Un terroir d’exception
La situation du vignoble, au point de rupture du plateau des Costières côté Camargue, lui fait bénéficier d’une succession de reliefs allant du pied de coteau jusqu’au plateau lui-même. Cette configuration, doublée d’un parcellaire en plusieurs pôles, sous-tend un terroir de nature complexe, mais avec une forte dominante constituée de galets, par endroits imposants au point de rappeler immanquablement ceux de Châteauneuf-du-Pape. Composant les trois-quarts de la superficie du domaine, ce type de sol, appelé localement « grès », s’avère un parfait régulateur hydrique, car très caillouteux en profondeur et à la fois riche en argiles. Les racines de la vigne parviennent ainsi à se faufiler à travers cette texture pour puiser l’eau nécessaire, surtout pendant la période de sécheresse estivale, récurrente au climat régional. A l’opposé, les fortes précipitations de nature orageuse n’engorgent jamais une terre qui reste suffisamment filtrante. Pour avantageuses qu’elles soient, ces conditions naturelles ne sauraient être bénéfiques sans un enracinement substantiel de la vigne, conforté ici par une exploitation en agriculture biologique. Certifiée depuis 2014, mais bien antérieure dans son application, celle-ci a eu une vertu stimulante pour la plante, accentuant en conséquence la teneur minérale des vins et incidemment leur fraîcheur. Moyennant cette discipline, la notion de terroir prend ainsi tout son sens.

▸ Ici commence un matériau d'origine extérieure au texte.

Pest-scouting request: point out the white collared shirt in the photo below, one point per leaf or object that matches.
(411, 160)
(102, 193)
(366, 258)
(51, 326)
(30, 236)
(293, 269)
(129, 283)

Une égale réussite dans les trois couleurs
La disposition pluri-parcellaire du vignoble de Mourgues du Grès correspond à autant d’angles d’ensoleillement, ce qui, associé aux différents types de sols, favorise l’épanouissement des différents cépages et consécutivement celui des couleurs qu’ils déterminent. Dans cette considération, l’étendue de la propriété (65 ha) apparaît comme un atout.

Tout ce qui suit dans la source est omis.